No. 40, 17, 14, 18, 11, 32, 23
- Position: Halfback

Personal information
- Born: August 13, 1920 Hamilton, Ohio, U.S.
- Died: April 7, 1998 (aged 77) Middletown, Ohio, U.S.
- Listed height: 6 ft 0 in (1.83 m)
- Listed weight: 185 lb (84 kg)

Career information
- High school: Hamilton
- College: Ohio State (1940–1942, 1945)
- NFL draft: 1944 (9th round, 80th overall pick)

Career history
- Philadelphia Eagles (1946)*; Chicago Cardinals (1946); Detroit Lions (1946); Wilmington Clippers (1946–1947); Detroit Lions (1948); Wilmington Clippers (1948); Jersey City Giants (1949); Bethlehem Bulldogs (1949);
- * Offseason or practice squad member only

Awards and highlights
- National champion (1942); First-team All-Big Ten (1942);

Career NFL statistics
- Rushing yards: 39
- Rushing average: 1.9
- Return yards: 95
- Stats at Pro Football Reference

= Paul Sarringhaus =

American football player (1920–1998)

Paul Richard Sarringhaus (August 13, 1920 – April 7, 1998) was an American professional football halfback who played two seasons in the National Football League (NFL) with the Chicago Cardinals and Detroit Lions. He was selected by the Philadelphia Eagles in the ninth round of the 1944 NFL draft. He played college football at Ohio State University. He was on the cover of the October 22, 1945, edition of Life.

==Early life and college==
Paul Richard Sarringhaus was born on August 13, 1920, in Hamilton, Ohio. He attended Hamilton High School in Hamilton.

Sarringhaus was first a member of the Ohio State Buckeyes of Ohio State University from 1940 to 1942 and a two-year letterman from 1941 to 1942. In 1942, he was named second-team All-Big Ten by the Associated Press and first-team All-Big Ten by the United Press. The 1942 Buckeyes were AP Poll national champions. Sarringhaus then served in the United States Army during World War II. He returned to Ohio State in 1945 and was a letterman that season. He was featured on the cover of the October 22, 1945, edition of Life.

==Professional career==
Sarringhaus was selected by the Philadelphia Eagles in the ninth round, with the 80th overall pick, of the 1944 NFL draft. He signed with the Eagles in 1946.

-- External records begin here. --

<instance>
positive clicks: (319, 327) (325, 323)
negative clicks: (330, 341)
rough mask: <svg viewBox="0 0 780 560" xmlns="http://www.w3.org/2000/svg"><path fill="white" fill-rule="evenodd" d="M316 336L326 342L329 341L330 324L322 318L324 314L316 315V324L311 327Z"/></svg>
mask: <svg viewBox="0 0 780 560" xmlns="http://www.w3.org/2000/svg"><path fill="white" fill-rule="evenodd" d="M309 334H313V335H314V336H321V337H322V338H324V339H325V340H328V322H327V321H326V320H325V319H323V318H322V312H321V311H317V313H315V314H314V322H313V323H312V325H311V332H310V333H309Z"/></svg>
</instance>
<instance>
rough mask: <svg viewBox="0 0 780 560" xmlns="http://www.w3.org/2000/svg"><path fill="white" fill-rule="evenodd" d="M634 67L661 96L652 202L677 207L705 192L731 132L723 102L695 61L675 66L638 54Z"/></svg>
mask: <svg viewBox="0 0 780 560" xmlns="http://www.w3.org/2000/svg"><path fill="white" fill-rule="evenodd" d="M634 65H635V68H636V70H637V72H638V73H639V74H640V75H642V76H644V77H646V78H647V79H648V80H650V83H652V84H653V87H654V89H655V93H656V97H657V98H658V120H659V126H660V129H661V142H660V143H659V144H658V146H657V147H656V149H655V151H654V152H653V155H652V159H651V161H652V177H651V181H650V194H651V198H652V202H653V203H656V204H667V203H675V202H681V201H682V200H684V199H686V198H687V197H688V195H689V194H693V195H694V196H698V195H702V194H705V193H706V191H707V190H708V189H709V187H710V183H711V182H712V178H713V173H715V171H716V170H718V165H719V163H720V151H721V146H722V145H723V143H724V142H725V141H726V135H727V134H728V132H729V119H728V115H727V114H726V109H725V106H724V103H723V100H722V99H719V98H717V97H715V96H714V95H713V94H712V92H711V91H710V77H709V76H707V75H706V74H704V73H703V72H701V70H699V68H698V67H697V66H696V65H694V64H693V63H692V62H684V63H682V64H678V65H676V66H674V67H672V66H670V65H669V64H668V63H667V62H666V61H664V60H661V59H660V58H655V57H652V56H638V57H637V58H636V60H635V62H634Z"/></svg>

Sarringhaus was purchased by the Chicago Cardinals on September 23, 1946. He played in two games for the Cardinals during the 1946 season, rushing twice for one yard, before being released On October 8, 1946.

Sarringhaus was claimed off waivers by the Detroit Lions on October 8, 1946. However, he was released six days later without appearing in a game.

He played in six games, all starts, for the Wilmington Clippers of the American Football League (AFL) in 1946, catching 15 passes for 148 yards and one touchdown while also scoring one rushing touchdown. He appeared in eight games, starting five, during the 1947 season, recording 68 carries for 335 yards and two touchdowns.

Sarringhaus signed with the Detroit Lions on July 27, 1948. He played in five games, starting two, for the Lions in 1948, totaling 19 rushing attempts for 38 yards, one reception for no yards, and five kick returns for 95 yards. He was released on October 26, 1948.

Sarringhaus signed with the Clippers again on October 29, 1948. He appeared in four games for the Clippers that year and scored three rushing touchdowns.

Sarringhaus played in seven games, starting four, for the Jersey City Giants of the AFL in 1949, scoring two rushing touchdowns. He then played in two games, starting one, for the AFL's Bethlehem Bulldogs that season as well.

==Personal life==
Sarringhaus died on April 7, 1998, in Middletown, Ohio.